Doesn’t it seem like there is a new app, device, or scientific breakthrough every day? Hard if not impossible to keep up with.

This past year, the Consumer Electronics Show in Vegas had 140,000 visitors viewing 3100 exhibits. I went in 2011, when there were only 2800 exhibits of new and cool stuff to see and play with. Didn’t get to more than a couple of hundred exhibits. Might have done better if the crowds had been smaller and I could have used a Segway! Of course, most of it could be viewed via the web, but there is no substitute for playing with the new “thing.”

Seems I hardly get used to a new app and it gets updated by the author, or a better one is offered for only a few bucks more. It has taken me a year to begin to master my iPhone and I can now upgrade it and learn even more new stuff!

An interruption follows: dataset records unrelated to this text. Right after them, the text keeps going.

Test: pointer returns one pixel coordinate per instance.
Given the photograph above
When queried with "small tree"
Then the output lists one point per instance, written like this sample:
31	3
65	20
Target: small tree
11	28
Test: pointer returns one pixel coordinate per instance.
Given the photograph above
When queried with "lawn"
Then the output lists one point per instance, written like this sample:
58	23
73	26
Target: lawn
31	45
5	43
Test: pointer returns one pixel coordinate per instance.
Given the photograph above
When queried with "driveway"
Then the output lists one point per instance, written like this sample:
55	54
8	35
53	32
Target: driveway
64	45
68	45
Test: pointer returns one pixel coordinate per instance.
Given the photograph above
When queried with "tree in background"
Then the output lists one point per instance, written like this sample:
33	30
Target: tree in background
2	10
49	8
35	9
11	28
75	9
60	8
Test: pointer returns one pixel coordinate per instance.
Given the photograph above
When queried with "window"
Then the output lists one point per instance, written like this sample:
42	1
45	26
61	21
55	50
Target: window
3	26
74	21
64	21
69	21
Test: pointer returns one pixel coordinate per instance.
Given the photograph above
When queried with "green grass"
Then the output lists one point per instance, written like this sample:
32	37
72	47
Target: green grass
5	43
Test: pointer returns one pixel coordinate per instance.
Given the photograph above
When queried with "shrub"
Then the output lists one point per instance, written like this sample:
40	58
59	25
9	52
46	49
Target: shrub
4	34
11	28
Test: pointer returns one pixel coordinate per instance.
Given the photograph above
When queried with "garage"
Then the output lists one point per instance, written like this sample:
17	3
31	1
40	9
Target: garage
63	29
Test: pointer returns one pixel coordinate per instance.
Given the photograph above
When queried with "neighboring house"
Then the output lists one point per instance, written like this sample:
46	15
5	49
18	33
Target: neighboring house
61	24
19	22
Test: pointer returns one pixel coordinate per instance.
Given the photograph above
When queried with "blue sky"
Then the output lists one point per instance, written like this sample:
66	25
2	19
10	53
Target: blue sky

As the pace of technology increases, will the demand for these new capabilities also increase? Seems so. New phones and cool apps are devoured quickly by the masses. The younger generations appear to be very comfortable and to expect an almost constant barrage of newness. Us older folks just seem to struggle and often fall behind.

Most of this new technology makes life easier, better, and more fun. It also provides new opportunities for criminals and other assorted bad guys to spy, rob, and generally mess with the rest of us. Unlike the break-neck speed of new technology, our system of governance and civil defense moves at the pace of the 1790s debate club that generated it. Not surprising that our laws, policies and doctrine are a bit out of date.

Maybe time for some of this technology to be applied to governance. I would love to see an app that would let me zap the next Congressman I hear saying something stupid!